Fun with Virial Coefficients

We are still working on this. Some follows. Try later for more.

Now let's look at some behaviors of the variation of the second virial coefficient (B) with temperature. First we will look at an atom, He. We know that there will only be dispersion interactions which stabilize the pairs of helium atoms and it is a very small atom so we anticipate that the pairs will not be stable over a very large temperature range. The data plotted below is from the book "The Virial Coefficients of Pure Gases and Mixtures", edited by Dymond and Smith and published by thomson Litho Ltd, East Kilbride, Scotland.

BvsTHe

We were very good predictors weren't we? We see that B begins negative which means that (refer back to the section on contributions I-III) the pair interaction is negative which means that pairs of helium atoms are forming stable clusters at very low temperatures. We see very small negative values for B and we see that it crosses zero at about 22 K. Remembering that kT (k is Boltzmann's constant) is the energy equivalent of temperature on a molecular basis and RT (R is the ideal gas constant) is the energy equivalent on a mole basis, we can then calculate the approximate energy stabilization value for the He atom pair clusters. Using 22 K we get a value of .0437 kcal/mol for the pair stabilization energy which is very low as we would expect.
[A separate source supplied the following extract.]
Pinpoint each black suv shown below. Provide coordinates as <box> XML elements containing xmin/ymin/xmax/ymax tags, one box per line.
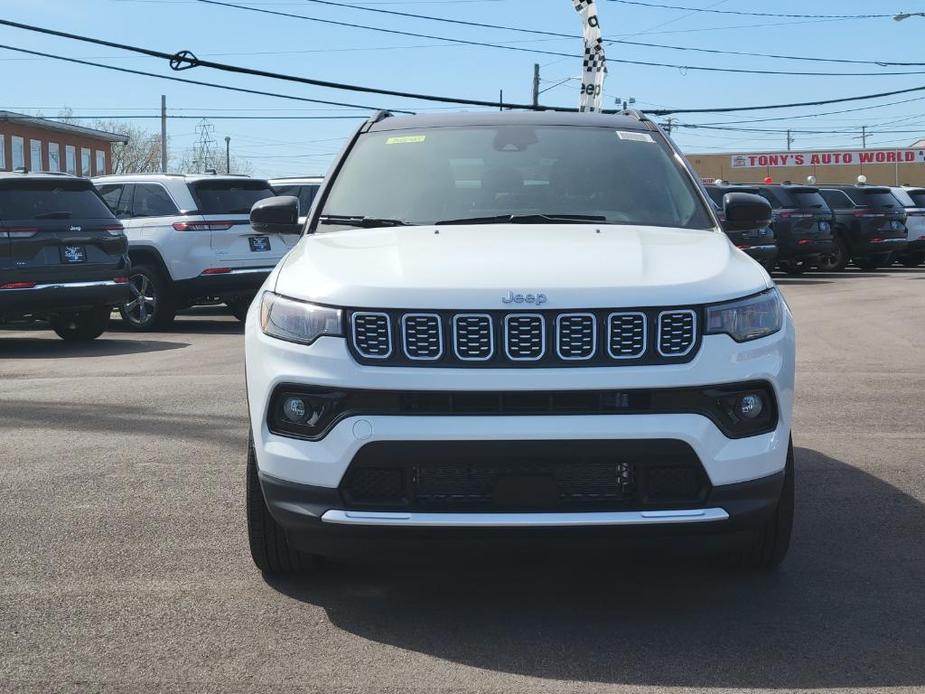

Now let's consider a molecule. Nitrogen is a rather simple molecule (from some perspectives) so let's see what B vs T looks like for it. The following plot contains two sets of data. The lower T set is from D. White, J.-H. Hu, and H. L. Johnston, J. Chem. Phys. 21 1149 (1953) and the upper T set (you can see the slight descrepancy appear at about 200 K) is from J. A. Huff and T. M. Reed, J. Chem. Engng. Data 8 (1963).

BvsTN2

We again see that initially B is negative which means that we do have stable pair clusters. We also note that the B values are considerably larger than for He. As the temperature increases we see that B becomes less negative until at about 348.2 K it becomes positive (+ 3.1) meaning that pair interactions are now repulsive (no stable pairs exist at this temperature and above it). we then see that RT at this temperature is .692 kcal/mole. B is -0.52 at 323.2 K and RT at this temperature is .642 where B is slightly negative. I do not have the data where B is exactly zero although we could obtain it from the above plot. From this information we see that the energy required to disrupt the stable pair nitrogen molecules is between .692 and .642 kcal/mole.

So now let us look at another molecule, CO₂ as shown below. This data is taken from S. Angus et al, International Thermodynamic Tables of the Fluid State Carbon dioxide, Pergamon Press, Oxford, 1976.

BvsTCO2

Here we see a somewhat different picture than for N₂. The second virial coefficient for CO₂stays negative over a larger temperature range than for N₂ meaning that pair clusters of carbon dioxide molecules are more stable than pairs of nitrogen molecules. That makes sense to us, doesn't it? Carbon dioxide does not have a permanent dipole moment, nor does it have hydrogen bonds; however it is a larger molecule with a larger polarizability and thus the intermolecular interactions due to dispersion forces will be larger for carbon dioxide than for nitrogen. The zero value for B occurs between 710 K and 720 K which would correspond to an energy range of 1.411 kcal/mol and 1.431 kcal/mol. So we see that the pair stabilization energy for carbon dioxide is roughly twice that for nitrogen molecule pairs.